WHAT AN INVALID SAMPLE IS NOT (PART II)
BAC DataMaster Sample Acceptance Parameters: 1. Minimum flow rate (~3.7 liters per minute) must be maintained; 2. Increase from one two-consecutive point average to the next be less than or equal to 0.001 g/210 L; 3. Minimum total volume of 1.5 liters must be delivered (that is less air than a two liter bottle of pop); and 4. Flow rate must drop below threshold (~3.7 liters per minute). An “invalid sample” result does not mean that your client blew saliva or another foreign body into the sample chamber. The plastic mouthpiece has a special chambered design which would prevent any saliva from getting into the chamber. As counsel, you should also guard against jumping to the conclusion that the “invalid sample” result was due to G.E.R.D. (Gastroesophageal reflux disease). This is but one of many pieces that you will need to construct a winning G.E.R.D. defense.
WHAT AN INVALID SAMPLE IS NOT (PART III)
Whenever you have a client tell you that the officer accused him or her of manipulating the blow when the machine renders an “invalid sample” test this means that you have an ill-informed or poorly trained operator. Keep this in your back pocket and move on the officer at the motion to suppress. Lock in the fact that he did not know the cause of the “invalid sample” actually was. This is particularly effective when you are able to present as your theory of the case that the officers “rushed to judgment.” “Ladies and gentlemen of the jury, my client did not stand a chance. See how they treated him unfairly on the field tests and then how wrong the officer was to accuse him of faking a blow. Never once was my client treated as innocent until proven guilty. You can make that right by being fair now.”
WHAT AN INVALID SAMPLE IS
An “INVALID SAMPLE” response is an indication of mouth alcohol from the refluxing of alcohol containing stomach contents on the BAC DataMaster or alcohol trapped in the oral cavity. If you can imagine that a normal breath sample is represented by a bell-shaped curve. The presence of mouth alcohol sufficiently alters that bell shaped curve so as to alert the machine that it should kick the test out. This is done by a part of the machine known as the “slope detector.” A negative slope is characteristic of the presence of mouth alcohol. As the subject blows into the machine, the amount of alcohol in the mouth decreases, thereby decreasing the alcohol concentration the machine measures. The machine samples the alcohol concentration in the sample chamber every ¼ seconds. A negative slope occurs when three consecutive negative comparisons of two-point averages are obtained.

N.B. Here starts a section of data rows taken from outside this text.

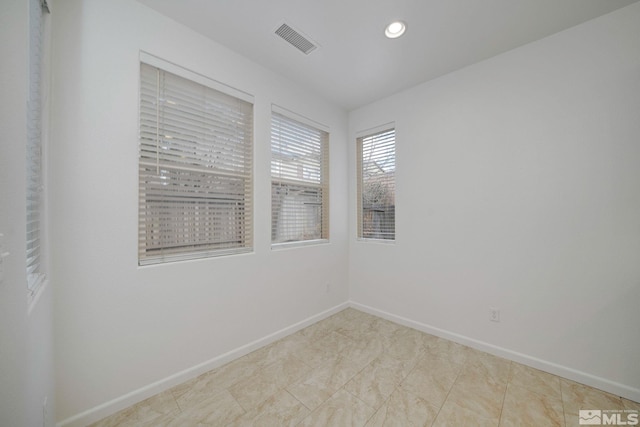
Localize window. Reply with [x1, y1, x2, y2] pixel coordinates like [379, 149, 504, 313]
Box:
[271, 106, 329, 244]
[138, 55, 253, 265]
[357, 129, 396, 240]
[26, 0, 49, 297]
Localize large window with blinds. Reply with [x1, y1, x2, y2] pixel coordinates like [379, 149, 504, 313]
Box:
[26, 0, 49, 297]
[271, 106, 329, 244]
[357, 129, 396, 240]
[138, 55, 253, 265]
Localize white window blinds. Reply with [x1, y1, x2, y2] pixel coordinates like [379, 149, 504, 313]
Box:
[357, 129, 396, 240]
[26, 0, 48, 296]
[271, 111, 329, 244]
[139, 63, 253, 265]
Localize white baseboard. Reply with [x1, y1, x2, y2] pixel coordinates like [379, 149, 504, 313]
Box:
[57, 302, 349, 427]
[349, 301, 640, 402]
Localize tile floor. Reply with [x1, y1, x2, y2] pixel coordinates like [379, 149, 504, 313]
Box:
[93, 308, 640, 427]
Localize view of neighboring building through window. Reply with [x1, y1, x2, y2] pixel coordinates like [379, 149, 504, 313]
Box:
[271, 111, 329, 243]
[357, 129, 396, 240]
[139, 59, 253, 264]
[26, 0, 49, 296]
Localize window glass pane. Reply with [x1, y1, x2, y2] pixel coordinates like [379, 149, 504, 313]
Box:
[26, 0, 46, 295]
[271, 112, 329, 243]
[358, 129, 396, 240]
[139, 63, 253, 264]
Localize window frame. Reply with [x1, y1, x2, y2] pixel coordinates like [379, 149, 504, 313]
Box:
[270, 104, 330, 249]
[356, 123, 397, 244]
[138, 52, 255, 266]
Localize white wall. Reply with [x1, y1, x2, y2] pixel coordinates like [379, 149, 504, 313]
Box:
[50, 0, 348, 425]
[0, 0, 54, 426]
[349, 4, 640, 401]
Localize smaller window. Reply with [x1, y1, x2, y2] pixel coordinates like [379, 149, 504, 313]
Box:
[271, 111, 329, 244]
[357, 129, 396, 240]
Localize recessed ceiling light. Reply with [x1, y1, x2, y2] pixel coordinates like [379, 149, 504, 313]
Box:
[384, 21, 407, 39]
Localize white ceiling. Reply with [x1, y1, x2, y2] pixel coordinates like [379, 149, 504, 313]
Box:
[139, 0, 640, 110]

WHAT AN INVALID SAMPLE IS (PART II)
Some of the cause of mouth alcohol may include: food, vomit, dentures or other foreign materials in the mouth which may contain alcohol, gastroesophageal reflux disease (GERD), or some drug use. Some examples are Nifedipine, Nitroglycerin, Nonsteroidal anti-inflammatory agents (e.g., indomethacin, ibuprofen, naproxen, etc.). According to Dr. Alfred Staubus, “The machine is good at detecting mouth alcohol contamination if only mouth alcohol is present and there is little or no lung air alcohol. Slope detector often does not work if both mouth alcohol and lung air alcohol are present.” It is always a good idea to have an expert get involved in an “invalid sample” case early as they may be of assistance in diagnosing machine issues, or in identifying a valid G.E.R.D. defense scenario.